Pier Giorgio was convinced that charity alone was not enough, but social reform was needed and so was involved in groups like the Society of St Vincent de Paul, and political movements at the time, especially those in opposition to Fascism. He studied Engineering with a strong desire to be a mining engineer so as to be of help to those working in the worst conditions in the mines. However, his father insisted he join him in the newspaper business at La Stampa. Pier Giorgio often put his family’s happiness before his own: when he fell in love with a girl in his group of friends, Laura Hidalgo, he sacrificed telling her about his feelings because he knew it would probably cause even more friction in his own family. Shortly before he died, Pier Giorgio was offered the choice of a car or money for his graduation gift. He chose the money so that he could share it with the poor whom he felt it his honour to serve. “All around the sick and all around the poor I see a special light which we do not have.”

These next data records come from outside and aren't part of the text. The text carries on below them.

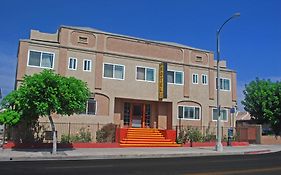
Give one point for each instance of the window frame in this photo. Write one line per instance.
(145, 74)
(221, 87)
(90, 65)
(194, 112)
(225, 109)
(204, 75)
(113, 78)
(86, 112)
(176, 71)
(76, 63)
(197, 75)
(32, 50)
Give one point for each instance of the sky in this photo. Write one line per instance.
(251, 44)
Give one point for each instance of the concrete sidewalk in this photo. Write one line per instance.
(120, 153)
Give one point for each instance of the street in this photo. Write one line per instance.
(234, 164)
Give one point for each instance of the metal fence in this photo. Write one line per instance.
(207, 131)
(42, 132)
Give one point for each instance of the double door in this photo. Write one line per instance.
(137, 115)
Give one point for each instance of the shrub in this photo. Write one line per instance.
(82, 136)
(194, 135)
(106, 133)
(182, 137)
(209, 137)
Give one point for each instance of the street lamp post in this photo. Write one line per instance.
(219, 146)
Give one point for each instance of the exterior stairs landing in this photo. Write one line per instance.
(146, 137)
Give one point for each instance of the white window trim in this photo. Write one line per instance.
(175, 77)
(145, 68)
(220, 87)
(221, 119)
(194, 112)
(197, 78)
(90, 65)
(95, 109)
(113, 71)
(75, 65)
(53, 64)
(206, 79)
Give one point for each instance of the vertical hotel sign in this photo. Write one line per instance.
(162, 85)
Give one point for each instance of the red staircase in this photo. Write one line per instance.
(146, 137)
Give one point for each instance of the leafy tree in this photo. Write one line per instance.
(9, 117)
(46, 94)
(263, 102)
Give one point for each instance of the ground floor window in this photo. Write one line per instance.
(224, 114)
(188, 112)
(91, 107)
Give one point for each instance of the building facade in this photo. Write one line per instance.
(134, 82)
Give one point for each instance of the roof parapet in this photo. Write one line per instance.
(40, 36)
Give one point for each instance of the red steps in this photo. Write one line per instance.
(146, 137)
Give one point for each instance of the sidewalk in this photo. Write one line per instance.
(120, 153)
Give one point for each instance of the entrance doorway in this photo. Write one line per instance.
(137, 115)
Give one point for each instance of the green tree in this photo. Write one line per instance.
(263, 102)
(46, 94)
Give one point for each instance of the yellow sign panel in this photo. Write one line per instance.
(161, 81)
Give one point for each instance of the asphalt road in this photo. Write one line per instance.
(217, 165)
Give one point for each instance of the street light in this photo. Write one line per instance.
(219, 146)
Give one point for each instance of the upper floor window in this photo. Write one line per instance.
(114, 71)
(145, 74)
(204, 79)
(91, 107)
(72, 62)
(224, 114)
(195, 78)
(41, 59)
(175, 77)
(188, 112)
(87, 65)
(83, 39)
(224, 84)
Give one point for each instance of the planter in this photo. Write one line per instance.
(12, 145)
(213, 144)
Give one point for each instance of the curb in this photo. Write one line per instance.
(133, 156)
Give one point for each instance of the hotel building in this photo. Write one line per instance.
(134, 82)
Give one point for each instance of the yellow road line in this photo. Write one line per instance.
(256, 170)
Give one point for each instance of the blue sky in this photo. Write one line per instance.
(251, 44)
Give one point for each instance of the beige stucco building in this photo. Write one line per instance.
(122, 73)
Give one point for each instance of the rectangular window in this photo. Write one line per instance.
(41, 59)
(114, 71)
(145, 74)
(188, 112)
(83, 39)
(87, 65)
(224, 84)
(224, 114)
(91, 107)
(72, 63)
(204, 79)
(175, 77)
(195, 78)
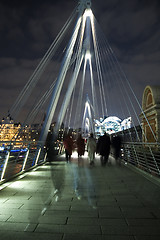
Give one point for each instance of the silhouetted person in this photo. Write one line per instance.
(80, 145)
(68, 145)
(103, 148)
(116, 144)
(91, 148)
(50, 147)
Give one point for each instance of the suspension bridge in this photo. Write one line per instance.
(79, 80)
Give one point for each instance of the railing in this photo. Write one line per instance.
(17, 157)
(145, 156)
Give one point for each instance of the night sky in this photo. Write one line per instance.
(29, 27)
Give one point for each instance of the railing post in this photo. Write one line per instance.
(5, 165)
(25, 160)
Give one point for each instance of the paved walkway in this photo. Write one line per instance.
(111, 202)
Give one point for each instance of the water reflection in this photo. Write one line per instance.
(83, 182)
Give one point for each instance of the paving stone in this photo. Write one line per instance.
(117, 208)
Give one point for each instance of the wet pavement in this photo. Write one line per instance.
(63, 201)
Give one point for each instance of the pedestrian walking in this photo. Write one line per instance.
(103, 148)
(91, 148)
(116, 144)
(80, 145)
(68, 145)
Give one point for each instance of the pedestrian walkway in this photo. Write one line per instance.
(61, 201)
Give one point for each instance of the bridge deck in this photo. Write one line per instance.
(112, 203)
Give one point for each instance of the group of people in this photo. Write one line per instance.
(101, 147)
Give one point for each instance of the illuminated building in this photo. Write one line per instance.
(111, 125)
(9, 130)
(151, 117)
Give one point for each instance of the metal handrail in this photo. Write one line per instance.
(145, 156)
(17, 157)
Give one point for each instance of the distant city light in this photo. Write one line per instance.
(88, 13)
(111, 125)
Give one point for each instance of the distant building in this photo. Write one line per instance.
(111, 125)
(9, 130)
(151, 117)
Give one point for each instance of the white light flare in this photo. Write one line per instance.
(88, 13)
(88, 55)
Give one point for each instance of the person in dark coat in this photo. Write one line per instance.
(116, 144)
(80, 145)
(68, 145)
(103, 148)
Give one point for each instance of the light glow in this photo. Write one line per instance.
(88, 55)
(88, 13)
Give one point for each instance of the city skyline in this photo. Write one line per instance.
(132, 29)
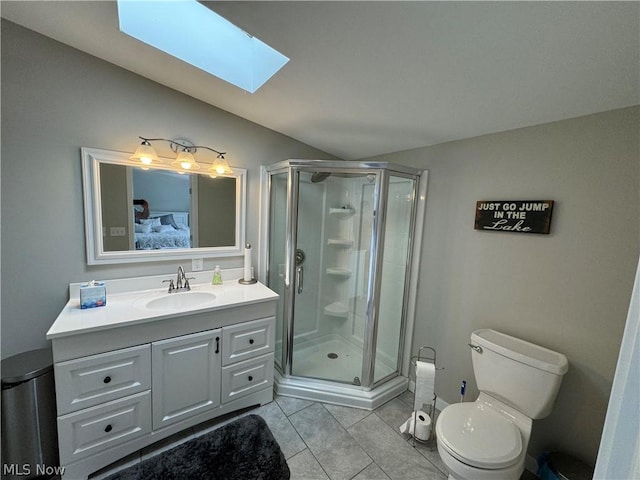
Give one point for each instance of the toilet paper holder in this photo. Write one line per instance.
(429, 356)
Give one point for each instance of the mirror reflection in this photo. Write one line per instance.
(159, 212)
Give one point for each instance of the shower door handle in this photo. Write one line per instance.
(300, 277)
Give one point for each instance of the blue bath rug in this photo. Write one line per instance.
(241, 450)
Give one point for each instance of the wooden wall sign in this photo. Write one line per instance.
(519, 216)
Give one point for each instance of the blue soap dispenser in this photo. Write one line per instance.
(217, 276)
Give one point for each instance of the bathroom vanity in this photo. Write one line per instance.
(150, 364)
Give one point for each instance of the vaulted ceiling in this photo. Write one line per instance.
(368, 78)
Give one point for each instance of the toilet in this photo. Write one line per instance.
(518, 383)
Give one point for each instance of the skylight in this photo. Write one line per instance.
(194, 34)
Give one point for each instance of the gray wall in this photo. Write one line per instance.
(568, 291)
(55, 100)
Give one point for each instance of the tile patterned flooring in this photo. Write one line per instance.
(328, 442)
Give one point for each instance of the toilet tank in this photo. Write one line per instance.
(519, 373)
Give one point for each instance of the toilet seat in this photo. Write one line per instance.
(478, 436)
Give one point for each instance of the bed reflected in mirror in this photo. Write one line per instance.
(134, 214)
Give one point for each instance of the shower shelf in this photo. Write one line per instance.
(336, 309)
(342, 211)
(340, 242)
(339, 272)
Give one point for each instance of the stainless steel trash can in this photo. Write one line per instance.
(29, 432)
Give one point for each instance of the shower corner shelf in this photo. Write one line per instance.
(339, 272)
(337, 309)
(340, 242)
(342, 211)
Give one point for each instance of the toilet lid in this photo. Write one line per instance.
(479, 436)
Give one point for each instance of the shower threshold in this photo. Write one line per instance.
(314, 361)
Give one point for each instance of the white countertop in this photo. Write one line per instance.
(128, 308)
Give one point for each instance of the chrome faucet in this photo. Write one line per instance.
(180, 278)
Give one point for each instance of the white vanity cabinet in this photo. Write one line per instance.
(186, 376)
(121, 388)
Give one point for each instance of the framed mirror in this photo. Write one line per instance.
(141, 215)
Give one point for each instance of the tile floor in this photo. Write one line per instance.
(328, 442)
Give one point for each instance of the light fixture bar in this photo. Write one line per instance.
(185, 161)
(185, 147)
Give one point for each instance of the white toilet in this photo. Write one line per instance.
(518, 382)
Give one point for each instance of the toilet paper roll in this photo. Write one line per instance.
(425, 384)
(418, 425)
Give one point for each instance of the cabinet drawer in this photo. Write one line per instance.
(247, 340)
(94, 429)
(246, 377)
(89, 381)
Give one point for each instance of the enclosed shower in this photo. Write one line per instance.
(343, 242)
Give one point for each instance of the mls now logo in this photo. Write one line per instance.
(19, 470)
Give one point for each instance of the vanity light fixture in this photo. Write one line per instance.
(185, 161)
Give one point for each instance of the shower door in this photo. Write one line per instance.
(334, 235)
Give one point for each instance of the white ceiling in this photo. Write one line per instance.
(368, 78)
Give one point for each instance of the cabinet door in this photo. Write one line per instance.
(186, 376)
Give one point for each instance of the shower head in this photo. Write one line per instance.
(317, 177)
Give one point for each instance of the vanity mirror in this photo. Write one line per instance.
(139, 215)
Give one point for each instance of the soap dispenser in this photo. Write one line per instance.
(217, 276)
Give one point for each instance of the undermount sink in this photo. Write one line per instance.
(182, 300)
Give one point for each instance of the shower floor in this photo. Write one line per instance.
(334, 358)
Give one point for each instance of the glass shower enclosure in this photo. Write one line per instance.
(341, 243)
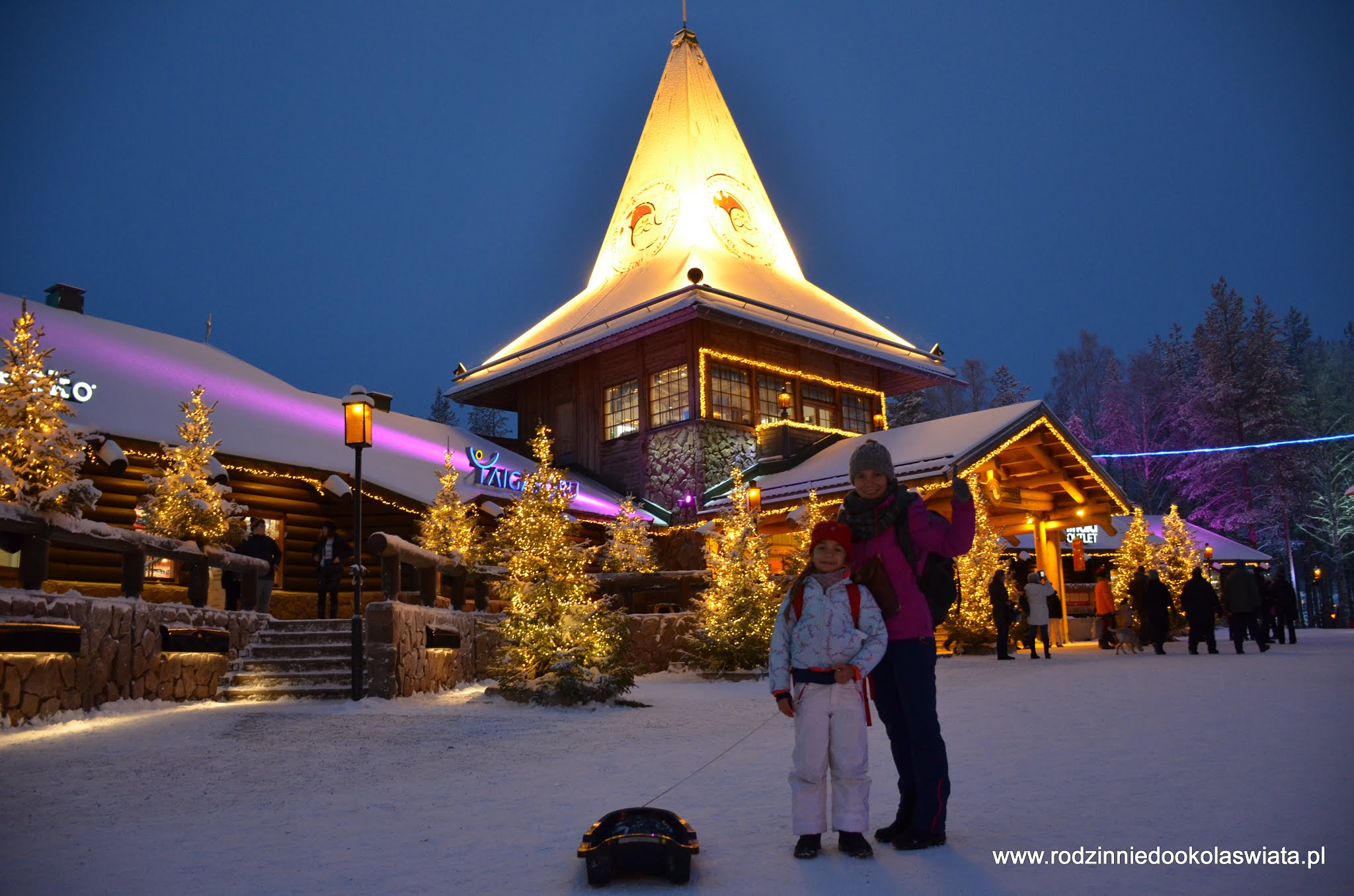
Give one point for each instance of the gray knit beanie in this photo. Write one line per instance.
(871, 455)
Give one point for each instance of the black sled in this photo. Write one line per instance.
(639, 841)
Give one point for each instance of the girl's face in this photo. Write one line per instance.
(869, 484)
(829, 556)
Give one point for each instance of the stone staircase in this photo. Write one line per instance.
(294, 658)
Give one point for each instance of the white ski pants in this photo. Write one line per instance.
(829, 734)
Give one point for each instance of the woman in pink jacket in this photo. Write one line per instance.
(905, 680)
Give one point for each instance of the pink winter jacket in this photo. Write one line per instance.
(929, 537)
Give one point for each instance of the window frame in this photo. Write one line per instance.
(614, 418)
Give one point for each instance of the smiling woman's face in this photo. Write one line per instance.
(869, 484)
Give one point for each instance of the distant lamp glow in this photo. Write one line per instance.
(356, 418)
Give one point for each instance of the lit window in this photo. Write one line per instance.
(820, 405)
(622, 414)
(856, 413)
(768, 393)
(730, 394)
(669, 401)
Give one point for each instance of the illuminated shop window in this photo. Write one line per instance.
(669, 400)
(622, 409)
(730, 394)
(820, 404)
(157, 568)
(856, 413)
(768, 390)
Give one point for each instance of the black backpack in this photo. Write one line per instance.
(937, 582)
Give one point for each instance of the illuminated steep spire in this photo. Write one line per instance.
(692, 184)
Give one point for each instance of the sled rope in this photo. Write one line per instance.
(715, 760)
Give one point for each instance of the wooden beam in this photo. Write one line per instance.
(1047, 462)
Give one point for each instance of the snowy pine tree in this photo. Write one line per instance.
(559, 645)
(448, 527)
(735, 616)
(1006, 389)
(629, 547)
(1245, 391)
(971, 619)
(442, 410)
(1134, 551)
(1178, 555)
(184, 504)
(40, 454)
(806, 516)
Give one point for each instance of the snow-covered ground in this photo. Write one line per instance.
(463, 794)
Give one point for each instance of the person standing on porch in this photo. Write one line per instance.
(260, 546)
(882, 516)
(329, 554)
(1002, 612)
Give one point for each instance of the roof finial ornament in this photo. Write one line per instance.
(686, 34)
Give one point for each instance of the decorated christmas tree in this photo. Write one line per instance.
(806, 516)
(735, 616)
(40, 454)
(447, 527)
(971, 619)
(1134, 551)
(1178, 555)
(184, 504)
(559, 645)
(629, 547)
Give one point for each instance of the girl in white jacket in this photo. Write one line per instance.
(829, 635)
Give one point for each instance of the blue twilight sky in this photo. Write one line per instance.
(376, 191)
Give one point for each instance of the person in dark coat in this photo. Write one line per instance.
(1242, 600)
(264, 548)
(1201, 609)
(1002, 612)
(1285, 603)
(329, 554)
(1136, 592)
(1157, 611)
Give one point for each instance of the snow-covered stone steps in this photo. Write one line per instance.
(294, 658)
(298, 652)
(263, 662)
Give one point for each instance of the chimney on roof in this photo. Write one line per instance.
(382, 401)
(61, 295)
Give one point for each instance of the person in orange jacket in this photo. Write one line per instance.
(1105, 609)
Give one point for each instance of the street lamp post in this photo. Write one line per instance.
(356, 435)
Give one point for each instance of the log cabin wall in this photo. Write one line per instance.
(268, 490)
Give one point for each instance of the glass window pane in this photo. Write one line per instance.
(622, 409)
(669, 400)
(730, 394)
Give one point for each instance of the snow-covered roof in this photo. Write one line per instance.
(920, 451)
(130, 382)
(1097, 539)
(694, 200)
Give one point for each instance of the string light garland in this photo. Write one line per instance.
(1201, 451)
(783, 371)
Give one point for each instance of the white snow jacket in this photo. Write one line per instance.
(825, 635)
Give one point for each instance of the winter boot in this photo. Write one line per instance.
(855, 845)
(809, 845)
(918, 841)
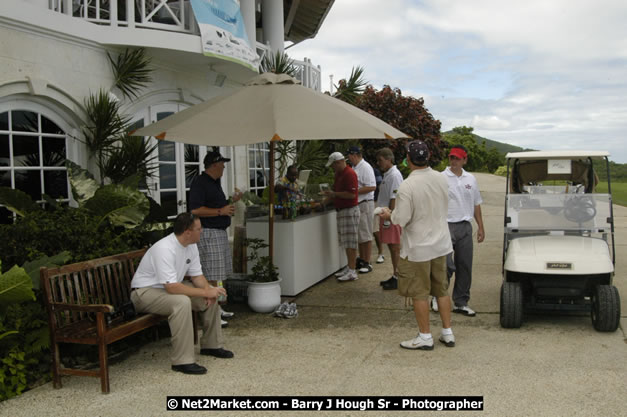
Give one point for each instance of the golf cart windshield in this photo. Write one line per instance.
(555, 193)
(558, 211)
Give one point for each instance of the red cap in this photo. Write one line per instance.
(458, 152)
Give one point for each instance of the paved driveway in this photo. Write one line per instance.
(346, 342)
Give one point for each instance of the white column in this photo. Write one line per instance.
(248, 15)
(272, 21)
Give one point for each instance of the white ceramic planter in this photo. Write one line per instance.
(264, 297)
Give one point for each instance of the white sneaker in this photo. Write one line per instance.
(349, 276)
(465, 310)
(448, 340)
(342, 271)
(418, 343)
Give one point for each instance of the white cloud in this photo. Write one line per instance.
(489, 123)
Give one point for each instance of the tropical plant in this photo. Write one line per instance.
(131, 71)
(116, 154)
(104, 127)
(263, 269)
(130, 156)
(278, 63)
(285, 150)
(310, 154)
(407, 114)
(15, 287)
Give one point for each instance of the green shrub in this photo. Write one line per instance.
(502, 171)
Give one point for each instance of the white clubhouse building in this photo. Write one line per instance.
(53, 55)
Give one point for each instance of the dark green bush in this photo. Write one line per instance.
(64, 228)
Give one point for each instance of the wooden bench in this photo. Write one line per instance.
(81, 299)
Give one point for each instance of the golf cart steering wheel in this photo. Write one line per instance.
(579, 209)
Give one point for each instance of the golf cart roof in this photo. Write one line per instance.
(557, 154)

In 1925, Pier Giorgio contracted a virulent form of poliomyelitis through his contact with the sick and poor, but said nothing to his family as they were preoccupied by his grandmother’s illness. Growing steadily weaker, the last note Pier Giorgio wrote was instructions for helping friends of his who were poor and sick. When he died in 1925 after a short but severe illness lasting just a week, thousands lined the streets for his funeral. His parents were shocked as they had never known their son’s true heart for charity and service amongst the poor and marginalised of the city of Turin. His inspiration eventually led to his father rediscovering the Catholic faith and his parents’ marriage being strengthened.

Miraculously, his body was found to be incorrupt when his coffin was opened during his beatification process in 1981. Pier Giorgio was beatified by St John Paul II in the year 2000, who called him “A Man of the Beatitudes” and “the man of our century”, and was named Patron Saint of World Youth Days. He was canonised by Pope Leo XIV along with his fellow Italian, Carlo Acutis, born 90 years after him, on 7th September 2025.